The athletic officials at Villanova, however, did know the
rules. I don’t think they ever really wanted a wrestling program, but they were willing to tolerate our presence because du Pont had pledged so much money for the basketball arena and swimming complex. I think they were embarrassed that du Pont was part of the athletic program, but to my knowledge, they did not complain about or look into our recruiting practices.

John had a bad habit of offering full scholarships to every recruit we brought in. NCAA rules allowed for a total of 9.9 scholarships per year in wrestling. A typical team would have thirty players on the complete roster, and very few, if any, would be on a full ride. As Coach Abel had demonstrated at Oklahoma, filling a roster with 9.9 scholarships required creativity.

Each recruit’s finances had to be taken into consideration. Each one’s ability had to be evaluated to determine which recruits were most important to add to the program. The ones who filled the biggest needs and offered the most to the program received the larger shares of scholarships. At least that’s the way it worked at real programs.

When John got involved in recruiting—which was pretty much all the time—he would tell a kid he had a full ride if he wanted it. I had no idea how he planned on paying for those scholarships. Not financially, but on paper where it wouldn’t look as if NCAA rules were being violated.

The first year, there was one kid who was one of the first he gave a scholarship to. I’m sorry to say this, but the kid didn’t deserve a scholarship. Nothing personal, he just wasn’t a Division I–level wrestler.
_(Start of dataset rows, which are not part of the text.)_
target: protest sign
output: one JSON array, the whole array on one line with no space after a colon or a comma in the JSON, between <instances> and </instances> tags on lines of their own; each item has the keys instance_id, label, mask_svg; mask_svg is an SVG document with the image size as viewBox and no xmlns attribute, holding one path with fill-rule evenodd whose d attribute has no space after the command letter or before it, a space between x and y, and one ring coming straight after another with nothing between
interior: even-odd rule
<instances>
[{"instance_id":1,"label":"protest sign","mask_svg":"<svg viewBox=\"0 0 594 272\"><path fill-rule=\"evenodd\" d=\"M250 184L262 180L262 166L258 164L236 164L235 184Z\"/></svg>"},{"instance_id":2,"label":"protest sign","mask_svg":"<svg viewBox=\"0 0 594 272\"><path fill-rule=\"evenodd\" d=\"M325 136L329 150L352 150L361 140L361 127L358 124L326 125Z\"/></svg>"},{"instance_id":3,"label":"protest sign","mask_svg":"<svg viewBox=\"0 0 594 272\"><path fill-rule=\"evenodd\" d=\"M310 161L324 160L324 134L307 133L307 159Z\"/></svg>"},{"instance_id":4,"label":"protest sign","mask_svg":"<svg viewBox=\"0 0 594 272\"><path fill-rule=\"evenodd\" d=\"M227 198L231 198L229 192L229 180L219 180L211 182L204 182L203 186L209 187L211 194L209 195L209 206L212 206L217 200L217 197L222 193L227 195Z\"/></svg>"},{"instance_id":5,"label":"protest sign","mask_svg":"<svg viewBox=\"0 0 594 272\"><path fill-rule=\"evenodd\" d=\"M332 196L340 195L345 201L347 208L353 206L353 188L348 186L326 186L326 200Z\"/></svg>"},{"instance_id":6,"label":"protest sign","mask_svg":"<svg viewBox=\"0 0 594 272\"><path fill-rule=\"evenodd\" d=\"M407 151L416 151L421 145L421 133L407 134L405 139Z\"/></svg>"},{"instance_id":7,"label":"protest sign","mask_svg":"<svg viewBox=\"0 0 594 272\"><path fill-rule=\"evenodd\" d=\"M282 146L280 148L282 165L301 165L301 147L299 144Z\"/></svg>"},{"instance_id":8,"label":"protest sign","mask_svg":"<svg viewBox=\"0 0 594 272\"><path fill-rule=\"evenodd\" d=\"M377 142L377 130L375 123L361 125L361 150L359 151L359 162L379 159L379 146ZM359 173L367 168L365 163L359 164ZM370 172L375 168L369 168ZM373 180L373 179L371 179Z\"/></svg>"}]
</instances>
He was receiving free tuition, and I wouldn’t have offered him even free books to be on our team.

We talked about how we needed his scholarship money to give
to others who could help the team. Du Pont told me to get rid of the guy.
He
had given the kid the scholarship and told
me
to yank his free tuition away from him!

I didn’t know how to do that. We had a meeting to talk about it, and du Pont told me to write down the reasons to remove him from the scholarship. I made a list about half a page long and handed it to John. He signed his name at the bottom without even reading it.

I felt bad for the kid. I was the one who had pointed out that his being on scholarship was hurting us. Fortunately, the university stepped in and kept him on a nonathletic scholarship.
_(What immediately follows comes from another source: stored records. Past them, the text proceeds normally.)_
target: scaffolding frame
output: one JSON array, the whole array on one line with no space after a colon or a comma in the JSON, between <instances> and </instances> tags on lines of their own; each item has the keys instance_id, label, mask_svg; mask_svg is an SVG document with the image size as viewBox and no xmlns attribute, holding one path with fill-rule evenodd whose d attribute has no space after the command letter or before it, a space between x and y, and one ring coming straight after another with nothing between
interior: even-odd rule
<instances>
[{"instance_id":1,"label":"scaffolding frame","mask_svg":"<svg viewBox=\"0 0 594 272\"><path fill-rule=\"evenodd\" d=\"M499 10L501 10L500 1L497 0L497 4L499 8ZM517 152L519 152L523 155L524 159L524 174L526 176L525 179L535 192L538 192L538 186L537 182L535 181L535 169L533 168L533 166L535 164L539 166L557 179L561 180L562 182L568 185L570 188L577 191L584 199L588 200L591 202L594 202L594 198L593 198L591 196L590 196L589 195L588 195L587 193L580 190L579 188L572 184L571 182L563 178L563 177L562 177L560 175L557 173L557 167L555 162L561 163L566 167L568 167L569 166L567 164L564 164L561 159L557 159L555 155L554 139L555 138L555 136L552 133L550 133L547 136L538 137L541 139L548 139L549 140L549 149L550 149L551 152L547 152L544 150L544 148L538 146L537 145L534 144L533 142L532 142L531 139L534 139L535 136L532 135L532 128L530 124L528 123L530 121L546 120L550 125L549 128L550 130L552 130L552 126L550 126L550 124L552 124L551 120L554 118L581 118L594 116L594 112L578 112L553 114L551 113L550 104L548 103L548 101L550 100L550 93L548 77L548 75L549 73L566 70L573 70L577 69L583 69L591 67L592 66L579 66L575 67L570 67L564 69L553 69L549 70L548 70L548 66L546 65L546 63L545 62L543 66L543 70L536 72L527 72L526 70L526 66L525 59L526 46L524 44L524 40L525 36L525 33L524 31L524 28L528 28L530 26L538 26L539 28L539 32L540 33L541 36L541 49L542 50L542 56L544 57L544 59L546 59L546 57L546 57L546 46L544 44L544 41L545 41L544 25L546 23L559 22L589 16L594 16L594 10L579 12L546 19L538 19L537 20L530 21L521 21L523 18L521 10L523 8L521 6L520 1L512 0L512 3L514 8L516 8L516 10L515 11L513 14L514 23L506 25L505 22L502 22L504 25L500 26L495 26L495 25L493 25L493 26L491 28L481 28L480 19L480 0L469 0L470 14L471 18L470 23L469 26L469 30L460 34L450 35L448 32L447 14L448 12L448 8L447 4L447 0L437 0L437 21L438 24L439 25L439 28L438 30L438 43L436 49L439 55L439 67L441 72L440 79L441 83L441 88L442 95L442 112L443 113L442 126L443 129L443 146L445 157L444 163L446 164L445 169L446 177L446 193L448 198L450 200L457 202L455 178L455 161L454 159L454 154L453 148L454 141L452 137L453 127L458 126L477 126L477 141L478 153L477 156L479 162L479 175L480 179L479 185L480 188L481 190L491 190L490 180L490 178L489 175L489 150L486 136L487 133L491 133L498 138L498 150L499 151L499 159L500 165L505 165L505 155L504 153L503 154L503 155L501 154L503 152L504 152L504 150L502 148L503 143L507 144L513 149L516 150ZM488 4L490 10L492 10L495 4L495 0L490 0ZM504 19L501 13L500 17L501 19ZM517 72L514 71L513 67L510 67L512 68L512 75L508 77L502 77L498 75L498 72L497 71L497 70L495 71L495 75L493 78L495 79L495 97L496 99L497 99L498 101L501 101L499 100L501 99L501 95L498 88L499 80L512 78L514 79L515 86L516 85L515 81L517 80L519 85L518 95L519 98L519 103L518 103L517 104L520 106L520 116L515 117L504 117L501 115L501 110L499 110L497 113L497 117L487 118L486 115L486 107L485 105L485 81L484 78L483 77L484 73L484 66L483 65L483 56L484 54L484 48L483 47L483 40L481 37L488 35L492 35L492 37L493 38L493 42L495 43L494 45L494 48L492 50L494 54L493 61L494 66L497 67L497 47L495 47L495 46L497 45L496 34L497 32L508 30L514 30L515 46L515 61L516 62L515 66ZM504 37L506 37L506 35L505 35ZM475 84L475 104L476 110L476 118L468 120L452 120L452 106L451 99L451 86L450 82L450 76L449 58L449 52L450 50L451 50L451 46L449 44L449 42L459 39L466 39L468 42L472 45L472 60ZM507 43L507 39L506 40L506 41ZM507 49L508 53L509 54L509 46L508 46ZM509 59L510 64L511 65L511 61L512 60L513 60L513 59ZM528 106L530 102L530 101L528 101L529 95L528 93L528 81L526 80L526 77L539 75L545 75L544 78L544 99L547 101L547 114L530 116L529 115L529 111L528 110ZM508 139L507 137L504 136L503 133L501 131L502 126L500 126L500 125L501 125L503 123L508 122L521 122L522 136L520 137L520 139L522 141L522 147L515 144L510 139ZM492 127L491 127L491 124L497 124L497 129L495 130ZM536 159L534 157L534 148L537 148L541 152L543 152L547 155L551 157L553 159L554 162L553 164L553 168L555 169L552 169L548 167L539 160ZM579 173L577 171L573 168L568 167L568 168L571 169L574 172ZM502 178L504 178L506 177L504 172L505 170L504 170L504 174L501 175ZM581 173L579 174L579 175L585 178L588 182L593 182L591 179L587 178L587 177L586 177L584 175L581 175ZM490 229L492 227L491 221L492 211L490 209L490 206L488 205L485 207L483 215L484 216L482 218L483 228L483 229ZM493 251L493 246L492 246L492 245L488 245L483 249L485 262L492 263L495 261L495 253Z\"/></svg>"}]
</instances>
That situation should have never occurred, and it happened because the program was poorly run.

When I took over recruiting, I tried to build a team and John kept ruining it. I had to find ways to discourage him from getting involved in recruiting. Of course, I couldn’t just tell him to butt out, because it was his program and he had free run of the place.


C
huck Yarnall didn’t last a year. The university announced that Chuck had resigned in February 1987, with no reason given. He actually had been fired. By me. Because du Pont told me to do it.

Yes, an assistant coach fired the head coach. That’s the way things worked in du Pont’s program.
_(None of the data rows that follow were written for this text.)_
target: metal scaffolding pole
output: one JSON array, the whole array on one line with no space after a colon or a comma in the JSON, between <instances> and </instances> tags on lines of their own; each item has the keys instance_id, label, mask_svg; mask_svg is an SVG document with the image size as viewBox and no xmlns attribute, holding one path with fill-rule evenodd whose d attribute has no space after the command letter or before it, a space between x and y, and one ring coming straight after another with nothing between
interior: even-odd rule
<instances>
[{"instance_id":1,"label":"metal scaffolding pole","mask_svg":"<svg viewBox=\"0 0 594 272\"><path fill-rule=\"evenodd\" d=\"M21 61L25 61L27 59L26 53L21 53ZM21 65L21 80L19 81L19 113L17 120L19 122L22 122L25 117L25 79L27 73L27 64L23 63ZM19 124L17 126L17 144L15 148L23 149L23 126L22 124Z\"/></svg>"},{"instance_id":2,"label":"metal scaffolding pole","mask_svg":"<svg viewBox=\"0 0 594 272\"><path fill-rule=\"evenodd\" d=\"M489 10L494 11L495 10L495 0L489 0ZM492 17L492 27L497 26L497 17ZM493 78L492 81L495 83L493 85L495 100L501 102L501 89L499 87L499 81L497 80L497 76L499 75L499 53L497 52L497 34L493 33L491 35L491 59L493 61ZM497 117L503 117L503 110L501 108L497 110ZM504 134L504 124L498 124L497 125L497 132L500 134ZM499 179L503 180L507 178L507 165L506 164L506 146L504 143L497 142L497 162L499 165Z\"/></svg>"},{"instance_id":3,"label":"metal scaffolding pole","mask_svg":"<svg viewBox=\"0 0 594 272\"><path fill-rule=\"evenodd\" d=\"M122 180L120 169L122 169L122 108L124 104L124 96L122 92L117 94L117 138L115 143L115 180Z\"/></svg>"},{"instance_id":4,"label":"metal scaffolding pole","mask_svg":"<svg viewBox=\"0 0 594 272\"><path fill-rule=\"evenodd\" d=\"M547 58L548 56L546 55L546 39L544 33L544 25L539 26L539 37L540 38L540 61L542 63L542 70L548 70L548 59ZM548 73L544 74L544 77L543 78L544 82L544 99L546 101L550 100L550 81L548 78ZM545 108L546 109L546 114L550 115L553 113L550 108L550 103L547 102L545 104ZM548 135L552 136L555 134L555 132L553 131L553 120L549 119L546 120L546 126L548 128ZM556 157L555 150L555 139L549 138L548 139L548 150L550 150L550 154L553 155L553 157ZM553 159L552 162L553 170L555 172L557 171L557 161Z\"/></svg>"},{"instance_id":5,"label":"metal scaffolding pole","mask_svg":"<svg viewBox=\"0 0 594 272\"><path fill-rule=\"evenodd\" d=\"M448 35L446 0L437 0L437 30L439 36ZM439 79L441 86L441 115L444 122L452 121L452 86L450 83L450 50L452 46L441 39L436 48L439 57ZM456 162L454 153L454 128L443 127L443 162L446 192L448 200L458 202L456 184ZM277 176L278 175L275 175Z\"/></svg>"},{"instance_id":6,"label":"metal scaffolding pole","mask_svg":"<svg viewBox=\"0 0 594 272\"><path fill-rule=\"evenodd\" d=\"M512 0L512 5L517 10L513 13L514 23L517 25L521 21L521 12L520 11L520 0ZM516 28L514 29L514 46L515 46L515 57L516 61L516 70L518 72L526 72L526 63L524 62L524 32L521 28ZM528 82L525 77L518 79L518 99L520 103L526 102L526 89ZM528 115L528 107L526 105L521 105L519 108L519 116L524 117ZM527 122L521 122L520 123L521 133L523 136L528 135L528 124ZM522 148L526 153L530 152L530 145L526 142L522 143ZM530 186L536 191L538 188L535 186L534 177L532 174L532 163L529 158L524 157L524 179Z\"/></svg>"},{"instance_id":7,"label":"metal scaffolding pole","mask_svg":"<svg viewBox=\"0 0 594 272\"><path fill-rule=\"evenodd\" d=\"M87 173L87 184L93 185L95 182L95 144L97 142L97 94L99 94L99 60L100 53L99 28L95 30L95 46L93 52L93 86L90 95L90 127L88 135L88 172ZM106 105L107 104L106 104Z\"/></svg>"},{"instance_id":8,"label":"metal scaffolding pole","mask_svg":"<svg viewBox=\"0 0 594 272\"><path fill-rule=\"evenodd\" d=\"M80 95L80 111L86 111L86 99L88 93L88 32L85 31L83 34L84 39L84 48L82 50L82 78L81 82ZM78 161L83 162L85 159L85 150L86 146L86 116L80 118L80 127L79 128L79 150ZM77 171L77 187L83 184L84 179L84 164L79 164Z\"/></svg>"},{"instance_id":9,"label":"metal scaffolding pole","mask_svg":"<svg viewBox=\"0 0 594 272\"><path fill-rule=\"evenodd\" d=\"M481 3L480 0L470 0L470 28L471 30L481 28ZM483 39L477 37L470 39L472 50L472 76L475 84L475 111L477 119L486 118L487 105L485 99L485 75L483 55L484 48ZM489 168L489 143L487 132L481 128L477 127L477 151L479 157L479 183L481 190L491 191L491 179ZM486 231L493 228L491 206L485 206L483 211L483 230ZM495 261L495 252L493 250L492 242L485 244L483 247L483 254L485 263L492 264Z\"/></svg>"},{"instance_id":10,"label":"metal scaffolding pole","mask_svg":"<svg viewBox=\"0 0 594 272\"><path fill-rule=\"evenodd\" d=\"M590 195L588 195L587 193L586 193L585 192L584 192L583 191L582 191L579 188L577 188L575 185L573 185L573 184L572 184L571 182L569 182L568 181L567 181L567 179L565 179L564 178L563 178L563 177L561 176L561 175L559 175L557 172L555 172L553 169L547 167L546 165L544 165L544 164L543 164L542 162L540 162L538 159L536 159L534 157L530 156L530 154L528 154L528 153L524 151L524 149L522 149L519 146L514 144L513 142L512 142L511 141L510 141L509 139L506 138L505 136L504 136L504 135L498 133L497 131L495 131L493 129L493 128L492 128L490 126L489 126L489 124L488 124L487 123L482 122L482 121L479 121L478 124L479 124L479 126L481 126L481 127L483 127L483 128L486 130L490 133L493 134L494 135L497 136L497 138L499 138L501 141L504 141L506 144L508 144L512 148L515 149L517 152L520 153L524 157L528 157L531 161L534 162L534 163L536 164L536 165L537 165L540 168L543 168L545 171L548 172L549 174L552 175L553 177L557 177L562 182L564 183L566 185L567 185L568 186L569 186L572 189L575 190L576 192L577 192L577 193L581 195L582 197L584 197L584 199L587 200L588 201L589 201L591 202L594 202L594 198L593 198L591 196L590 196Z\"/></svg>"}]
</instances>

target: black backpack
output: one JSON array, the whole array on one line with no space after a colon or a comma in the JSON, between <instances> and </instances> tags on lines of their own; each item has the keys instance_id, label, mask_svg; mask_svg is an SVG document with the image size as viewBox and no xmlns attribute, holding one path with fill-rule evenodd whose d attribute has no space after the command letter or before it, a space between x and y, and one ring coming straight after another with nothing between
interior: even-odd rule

My involvement in Chuck’s dismissal is one of the biggest regrets of my life. Chuck was a really good guy. I liked him a lot.

Du Pont was in the hospital recovering from a surgery and wanted me to come see him.

First, he called Mark Spitz on the phone while I was there. Mark won nine Olympic gold medals in swimming and had trained with the Santa Clara club. John had gotten to know him during that period when he was concentrating on swimming.